Und auch externe Faktoren spielen scheinbar eine Rolle. „Auswärts hatten wir in Meppen und Zwickau auch Zuschauer im Stadion. Da ist von der Heimmannschaft mehr Offensivkraft gefordert, das kam uns zu gute“, sagte Salger. Auf Zuschauer müssen die Mannen von Köllner aber zumindest noch im November verzichten. Unterstützung von den Rängen ist also vorerst ausgeschlossen.
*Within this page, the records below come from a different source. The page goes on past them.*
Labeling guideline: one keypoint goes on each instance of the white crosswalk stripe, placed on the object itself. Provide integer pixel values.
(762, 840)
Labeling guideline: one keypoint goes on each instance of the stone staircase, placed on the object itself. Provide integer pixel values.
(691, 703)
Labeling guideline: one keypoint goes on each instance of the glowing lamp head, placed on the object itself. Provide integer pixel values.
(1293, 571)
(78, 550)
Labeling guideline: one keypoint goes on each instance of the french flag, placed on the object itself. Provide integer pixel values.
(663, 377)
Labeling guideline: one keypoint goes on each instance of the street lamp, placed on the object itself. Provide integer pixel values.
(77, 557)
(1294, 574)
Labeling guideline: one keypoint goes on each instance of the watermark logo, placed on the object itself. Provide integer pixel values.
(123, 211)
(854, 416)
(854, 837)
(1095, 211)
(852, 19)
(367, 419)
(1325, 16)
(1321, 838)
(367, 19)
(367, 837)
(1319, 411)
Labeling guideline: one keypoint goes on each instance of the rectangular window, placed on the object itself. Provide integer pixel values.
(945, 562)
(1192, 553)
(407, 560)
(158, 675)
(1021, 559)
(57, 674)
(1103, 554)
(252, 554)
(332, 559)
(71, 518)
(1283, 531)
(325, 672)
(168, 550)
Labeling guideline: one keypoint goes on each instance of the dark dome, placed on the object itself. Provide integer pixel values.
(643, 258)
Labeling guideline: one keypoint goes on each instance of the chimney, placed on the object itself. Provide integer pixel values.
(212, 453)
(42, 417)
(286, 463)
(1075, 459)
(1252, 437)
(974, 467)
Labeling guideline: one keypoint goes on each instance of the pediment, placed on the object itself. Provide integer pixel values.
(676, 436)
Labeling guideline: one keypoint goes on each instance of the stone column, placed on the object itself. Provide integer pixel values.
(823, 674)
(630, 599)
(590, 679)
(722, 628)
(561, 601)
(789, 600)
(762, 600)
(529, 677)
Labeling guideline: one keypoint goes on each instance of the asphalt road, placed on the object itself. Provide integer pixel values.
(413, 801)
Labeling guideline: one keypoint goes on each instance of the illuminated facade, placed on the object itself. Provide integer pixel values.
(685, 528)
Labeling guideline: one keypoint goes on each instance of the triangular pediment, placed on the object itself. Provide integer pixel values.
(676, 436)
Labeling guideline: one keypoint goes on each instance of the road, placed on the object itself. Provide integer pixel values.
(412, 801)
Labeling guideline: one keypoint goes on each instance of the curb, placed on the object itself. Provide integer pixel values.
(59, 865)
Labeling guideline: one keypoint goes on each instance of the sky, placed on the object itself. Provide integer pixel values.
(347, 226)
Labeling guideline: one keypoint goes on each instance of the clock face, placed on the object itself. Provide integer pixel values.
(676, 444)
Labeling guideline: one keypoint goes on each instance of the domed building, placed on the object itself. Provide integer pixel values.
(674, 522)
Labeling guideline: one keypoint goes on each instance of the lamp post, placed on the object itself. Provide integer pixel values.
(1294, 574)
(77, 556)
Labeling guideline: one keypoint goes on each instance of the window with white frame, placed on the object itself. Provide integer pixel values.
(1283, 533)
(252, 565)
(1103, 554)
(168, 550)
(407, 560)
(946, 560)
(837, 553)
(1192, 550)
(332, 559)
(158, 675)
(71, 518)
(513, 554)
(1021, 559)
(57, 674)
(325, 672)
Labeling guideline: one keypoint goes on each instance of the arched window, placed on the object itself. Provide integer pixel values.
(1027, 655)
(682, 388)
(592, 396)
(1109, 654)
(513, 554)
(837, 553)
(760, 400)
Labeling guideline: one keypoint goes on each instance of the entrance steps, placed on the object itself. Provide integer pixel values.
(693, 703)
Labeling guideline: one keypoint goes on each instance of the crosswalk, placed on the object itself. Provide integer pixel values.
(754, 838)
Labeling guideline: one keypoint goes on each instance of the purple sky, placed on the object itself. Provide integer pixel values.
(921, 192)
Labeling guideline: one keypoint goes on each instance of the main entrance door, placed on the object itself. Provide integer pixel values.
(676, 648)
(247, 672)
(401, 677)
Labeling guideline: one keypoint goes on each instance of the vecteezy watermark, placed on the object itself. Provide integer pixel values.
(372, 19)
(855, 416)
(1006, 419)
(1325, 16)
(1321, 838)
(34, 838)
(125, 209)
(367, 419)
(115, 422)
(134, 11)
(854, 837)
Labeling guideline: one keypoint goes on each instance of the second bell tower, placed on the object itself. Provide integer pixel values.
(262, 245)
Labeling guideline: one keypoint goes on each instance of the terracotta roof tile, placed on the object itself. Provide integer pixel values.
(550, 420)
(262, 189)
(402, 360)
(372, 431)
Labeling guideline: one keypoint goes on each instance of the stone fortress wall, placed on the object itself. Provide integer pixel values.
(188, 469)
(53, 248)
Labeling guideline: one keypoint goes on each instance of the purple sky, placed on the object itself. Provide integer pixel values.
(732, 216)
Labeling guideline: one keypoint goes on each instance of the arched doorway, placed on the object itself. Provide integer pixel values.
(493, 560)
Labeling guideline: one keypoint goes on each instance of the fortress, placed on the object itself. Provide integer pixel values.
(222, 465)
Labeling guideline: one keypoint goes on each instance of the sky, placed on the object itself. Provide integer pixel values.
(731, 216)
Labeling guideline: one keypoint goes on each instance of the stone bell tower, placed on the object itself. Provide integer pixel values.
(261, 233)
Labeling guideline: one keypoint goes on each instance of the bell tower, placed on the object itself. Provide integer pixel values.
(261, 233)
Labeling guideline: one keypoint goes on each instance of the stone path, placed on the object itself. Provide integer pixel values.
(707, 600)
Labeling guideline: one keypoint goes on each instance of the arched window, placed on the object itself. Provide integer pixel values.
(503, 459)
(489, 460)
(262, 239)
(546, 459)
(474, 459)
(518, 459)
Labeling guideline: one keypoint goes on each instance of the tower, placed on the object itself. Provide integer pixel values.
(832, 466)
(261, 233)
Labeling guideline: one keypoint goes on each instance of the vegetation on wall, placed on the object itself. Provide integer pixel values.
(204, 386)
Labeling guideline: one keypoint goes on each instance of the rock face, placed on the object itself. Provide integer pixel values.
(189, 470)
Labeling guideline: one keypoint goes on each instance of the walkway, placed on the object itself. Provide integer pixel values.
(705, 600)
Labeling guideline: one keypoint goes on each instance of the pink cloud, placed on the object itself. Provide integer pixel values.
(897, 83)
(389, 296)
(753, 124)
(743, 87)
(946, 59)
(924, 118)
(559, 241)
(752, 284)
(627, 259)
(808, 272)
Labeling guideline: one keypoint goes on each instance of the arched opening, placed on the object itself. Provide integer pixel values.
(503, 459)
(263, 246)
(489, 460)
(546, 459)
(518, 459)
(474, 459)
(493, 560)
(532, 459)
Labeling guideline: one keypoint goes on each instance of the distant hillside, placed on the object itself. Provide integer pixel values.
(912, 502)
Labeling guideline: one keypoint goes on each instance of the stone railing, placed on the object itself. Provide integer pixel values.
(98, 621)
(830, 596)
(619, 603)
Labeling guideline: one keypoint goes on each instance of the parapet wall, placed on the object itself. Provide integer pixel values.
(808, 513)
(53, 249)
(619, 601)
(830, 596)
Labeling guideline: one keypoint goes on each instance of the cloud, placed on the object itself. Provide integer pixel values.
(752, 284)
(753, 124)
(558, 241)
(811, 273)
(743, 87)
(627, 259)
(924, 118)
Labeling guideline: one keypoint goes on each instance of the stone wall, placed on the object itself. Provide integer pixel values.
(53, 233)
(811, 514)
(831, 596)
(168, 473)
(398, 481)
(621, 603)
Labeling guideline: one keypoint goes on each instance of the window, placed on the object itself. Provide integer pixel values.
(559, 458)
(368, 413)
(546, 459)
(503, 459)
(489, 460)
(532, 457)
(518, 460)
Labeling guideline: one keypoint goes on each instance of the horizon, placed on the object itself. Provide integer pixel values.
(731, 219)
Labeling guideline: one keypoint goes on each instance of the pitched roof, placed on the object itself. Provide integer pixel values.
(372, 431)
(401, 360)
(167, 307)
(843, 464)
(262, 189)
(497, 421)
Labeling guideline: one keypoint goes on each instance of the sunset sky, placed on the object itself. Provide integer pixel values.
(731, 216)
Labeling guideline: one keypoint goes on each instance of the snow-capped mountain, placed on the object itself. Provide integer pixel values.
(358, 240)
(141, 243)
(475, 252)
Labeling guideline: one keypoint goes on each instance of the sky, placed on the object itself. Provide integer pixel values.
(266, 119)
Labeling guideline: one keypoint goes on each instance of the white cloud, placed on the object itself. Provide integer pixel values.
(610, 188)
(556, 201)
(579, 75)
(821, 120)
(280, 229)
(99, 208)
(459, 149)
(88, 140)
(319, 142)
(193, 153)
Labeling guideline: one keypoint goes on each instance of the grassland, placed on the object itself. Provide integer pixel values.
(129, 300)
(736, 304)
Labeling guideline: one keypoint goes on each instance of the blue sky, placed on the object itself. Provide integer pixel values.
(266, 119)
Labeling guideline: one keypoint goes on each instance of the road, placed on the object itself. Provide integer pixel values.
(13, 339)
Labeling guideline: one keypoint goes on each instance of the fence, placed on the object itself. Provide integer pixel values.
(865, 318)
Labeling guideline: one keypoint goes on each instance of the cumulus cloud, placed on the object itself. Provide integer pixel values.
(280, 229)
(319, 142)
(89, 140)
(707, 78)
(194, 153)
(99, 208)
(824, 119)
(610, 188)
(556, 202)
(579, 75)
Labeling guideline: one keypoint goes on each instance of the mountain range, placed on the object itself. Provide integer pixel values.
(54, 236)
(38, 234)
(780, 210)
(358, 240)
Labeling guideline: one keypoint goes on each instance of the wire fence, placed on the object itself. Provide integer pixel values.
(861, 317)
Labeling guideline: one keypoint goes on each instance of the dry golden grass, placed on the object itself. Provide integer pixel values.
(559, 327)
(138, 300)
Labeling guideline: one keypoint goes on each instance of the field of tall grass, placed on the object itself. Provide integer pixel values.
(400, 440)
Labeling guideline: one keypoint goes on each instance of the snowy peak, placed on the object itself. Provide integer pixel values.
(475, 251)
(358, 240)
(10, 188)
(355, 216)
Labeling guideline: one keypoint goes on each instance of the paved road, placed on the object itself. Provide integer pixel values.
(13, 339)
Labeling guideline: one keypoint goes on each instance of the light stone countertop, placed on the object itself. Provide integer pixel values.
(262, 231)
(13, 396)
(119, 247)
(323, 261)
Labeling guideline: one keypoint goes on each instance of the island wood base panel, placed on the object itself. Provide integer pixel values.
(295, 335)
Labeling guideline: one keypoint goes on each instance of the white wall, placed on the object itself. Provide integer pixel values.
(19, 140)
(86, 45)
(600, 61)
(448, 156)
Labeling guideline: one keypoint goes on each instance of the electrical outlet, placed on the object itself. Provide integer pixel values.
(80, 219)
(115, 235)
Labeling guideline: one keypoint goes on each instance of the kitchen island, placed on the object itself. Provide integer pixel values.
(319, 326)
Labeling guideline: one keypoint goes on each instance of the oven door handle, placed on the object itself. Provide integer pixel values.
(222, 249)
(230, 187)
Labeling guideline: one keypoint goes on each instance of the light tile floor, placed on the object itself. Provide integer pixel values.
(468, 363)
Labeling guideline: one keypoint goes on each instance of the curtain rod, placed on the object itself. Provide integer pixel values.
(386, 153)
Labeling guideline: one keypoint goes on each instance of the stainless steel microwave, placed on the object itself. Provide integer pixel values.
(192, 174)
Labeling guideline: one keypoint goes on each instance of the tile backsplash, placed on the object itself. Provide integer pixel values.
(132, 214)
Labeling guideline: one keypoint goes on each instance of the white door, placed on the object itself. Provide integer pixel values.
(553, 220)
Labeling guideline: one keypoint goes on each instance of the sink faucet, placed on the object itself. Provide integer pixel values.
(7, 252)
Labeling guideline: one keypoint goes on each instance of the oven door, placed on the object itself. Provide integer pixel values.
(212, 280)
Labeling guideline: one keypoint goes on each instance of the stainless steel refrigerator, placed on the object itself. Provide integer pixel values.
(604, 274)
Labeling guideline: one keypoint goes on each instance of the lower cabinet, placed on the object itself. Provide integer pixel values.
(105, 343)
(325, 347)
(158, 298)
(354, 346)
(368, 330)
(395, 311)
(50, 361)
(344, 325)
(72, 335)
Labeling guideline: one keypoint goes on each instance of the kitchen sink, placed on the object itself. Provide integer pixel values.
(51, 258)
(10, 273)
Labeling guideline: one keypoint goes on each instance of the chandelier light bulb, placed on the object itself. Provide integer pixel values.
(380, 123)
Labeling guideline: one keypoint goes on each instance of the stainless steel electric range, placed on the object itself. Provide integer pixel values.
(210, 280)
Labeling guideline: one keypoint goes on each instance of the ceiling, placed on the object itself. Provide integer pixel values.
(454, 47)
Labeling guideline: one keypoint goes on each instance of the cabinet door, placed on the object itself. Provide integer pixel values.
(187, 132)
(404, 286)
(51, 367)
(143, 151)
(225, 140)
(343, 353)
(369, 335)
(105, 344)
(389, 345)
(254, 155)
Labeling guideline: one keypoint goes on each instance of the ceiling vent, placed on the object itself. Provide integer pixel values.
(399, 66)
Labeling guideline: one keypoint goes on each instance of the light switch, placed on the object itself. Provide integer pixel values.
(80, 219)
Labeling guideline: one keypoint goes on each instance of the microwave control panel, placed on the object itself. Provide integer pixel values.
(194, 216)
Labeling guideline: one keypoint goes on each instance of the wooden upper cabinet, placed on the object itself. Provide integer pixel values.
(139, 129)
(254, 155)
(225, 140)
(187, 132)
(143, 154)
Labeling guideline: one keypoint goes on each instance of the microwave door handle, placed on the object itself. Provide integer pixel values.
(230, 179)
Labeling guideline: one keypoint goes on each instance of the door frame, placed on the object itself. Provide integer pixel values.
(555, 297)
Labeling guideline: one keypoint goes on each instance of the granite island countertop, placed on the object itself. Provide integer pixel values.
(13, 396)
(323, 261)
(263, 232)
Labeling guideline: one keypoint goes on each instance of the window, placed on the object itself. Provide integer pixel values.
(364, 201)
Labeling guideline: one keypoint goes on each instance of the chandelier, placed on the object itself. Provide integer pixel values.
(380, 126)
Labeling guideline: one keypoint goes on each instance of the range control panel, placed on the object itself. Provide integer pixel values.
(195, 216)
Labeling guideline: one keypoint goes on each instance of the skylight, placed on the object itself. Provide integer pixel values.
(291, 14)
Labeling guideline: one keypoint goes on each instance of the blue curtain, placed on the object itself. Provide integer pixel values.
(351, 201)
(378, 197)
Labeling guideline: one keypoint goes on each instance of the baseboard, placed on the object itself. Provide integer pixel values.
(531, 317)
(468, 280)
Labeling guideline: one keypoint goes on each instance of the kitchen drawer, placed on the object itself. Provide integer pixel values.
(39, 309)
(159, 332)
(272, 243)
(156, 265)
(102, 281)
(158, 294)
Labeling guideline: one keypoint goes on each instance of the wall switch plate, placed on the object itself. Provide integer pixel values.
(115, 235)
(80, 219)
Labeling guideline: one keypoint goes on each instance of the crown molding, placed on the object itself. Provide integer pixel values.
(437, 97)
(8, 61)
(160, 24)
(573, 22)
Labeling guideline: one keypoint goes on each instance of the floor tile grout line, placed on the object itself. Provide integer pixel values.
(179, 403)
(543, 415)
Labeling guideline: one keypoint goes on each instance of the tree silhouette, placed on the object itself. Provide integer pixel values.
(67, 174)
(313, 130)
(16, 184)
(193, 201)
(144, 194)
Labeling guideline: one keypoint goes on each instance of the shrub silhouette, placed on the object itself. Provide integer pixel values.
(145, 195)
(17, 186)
TSV 1860: Michael Köllner blickt auf Spiel gegen Halle und fordert zweiten Heimsieg

Auf dem Weg zurück zum Erfolg sollten dann auch eklatante Abspracheprobleme wie beim 0:1 am Sonntag – Torwart Maro Hiller und Dennis Dressel behinderten sich gegenseitig – vermieden werden. „Vielleicht sind wir da einen Tick zu nachlässig und nicht konzentriert genug bis zur letzten Minute“, sagte Salger. Nach zuletzt vier Spielen in 13 Tagen haben die Münchner in dieser Wochen genügend Zeit zur Analyse. Köllner gibt die Marschrichtung vor: „Wir müssen uns schütteln, gut trainieren und dann gegen Halle die Punkte holen.“ Der HFC gewann und verlor bislang jeweils drei Spiele, das Duell am vergangenen Wochenende musste aufgrund eines positiven Coronatests bei Unterhaching abgesagt werden.

Am Samstag empfängt 1860 das Team von Trainer Florian Schnorrenberg im Grünwalder Stadion. Schlusswort Salger: „Dann müssen wir halten den Punch 90 Minuten runterballern.“ Und die Schwächephase daheim bezwingen.